I want you to know that there isn’t a whole lot in life you can get really, irreversibly wrong.  What’s important is that you always try to do the next right thing, and sometimes, that won’t be very clear.  It’s okay to mess up.  It’s okay to go with your best guess because you don’t know the right answer.  Life is not about getting it all right.  I sure didn’t. (I bet your Grandma Jackie will be happy to fill you in on the details of my delinquent teen years). But even as an adult, I have messed up a lot of things.  I have made wrong decisions and wasted time and money.  I have hurt people I loved and hurt myself, too.  What makes all that okay is that I was willing to go back and fix it.  I mended the broken things and made up for lost time.  I earned more money and apologized to those I hurt.  I began to treat myself well. And things turned out alright. So it’s okay to mess up.  Just own it.

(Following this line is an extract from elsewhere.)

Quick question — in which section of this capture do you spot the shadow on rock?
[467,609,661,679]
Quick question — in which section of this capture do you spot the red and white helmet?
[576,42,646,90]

I remember the first time your dad talked about planning for you to get here. It was about three years ago. He knew that my life’s goal and purpose was to “have a regular family and not mess it all up” (more on the kind of upbringing which produced such a goal later, when you’re older), and he was finally ready for a family too. We struggled trying to get pregnant for a long time, and there was a time that we thought you were on your way, but I lost you to a horrible monster called The Blighted Ovum. My heart was so heavy. I had felt a sense of unease about the pregnancy all along, so it was less of a surprise to me and more of a nail in the coffin I thought God was telling me I deserved.  I almost gave up for fear that the heartache of another loss would be my undoing. But your father picked up my broken soul and hushed the alarm. He told me you would get here. He told me it was okay to be sad.  I collapsed into his arms more than once in the coming months, but they were strong arms, and I healed slowly in them.

The second time a pregnancy test yielded a positive result, I had only taken it out of habit. I had no symptoms, and my period wasn’t even due for another week. But I grabbed the stick and walked into my closet to peek at the results. Falling to my knees, I spoke aloud to myself, “I’m pregnant.” It was a whisper, more than that, it was a prayer spilling out of my mouth, hushed so that no one would hear in case it went unanswered. But I knew. I knew this time you were really, really coming. I fell madly, desperately, wildly in love with you kneeling  right there in the messy floor of the walk-in closet that your father built for me, wide-eyed, white knuckles gripping a drug store pregnancy test, surrounded in dirty laundry.

Since then I have only thought of how to be the best mother for you. I have fallen in love with your father all over again, his giddy, boyish excitement overtaking him on a daily basis as he readies for your arrival. He may combust with hungry anticipation, his readiness to be your father drips off of him. We are both completely inconsolable in our impatience.

So that’s why I’ve started writing to you. Not just to say what I want to say, but as a kind of exercise to keep track of all the important things I want to teach you as your mother. This will not be the only one, but I think it is the most important. Love, my dear. Love with your whole heart. It will never fail you.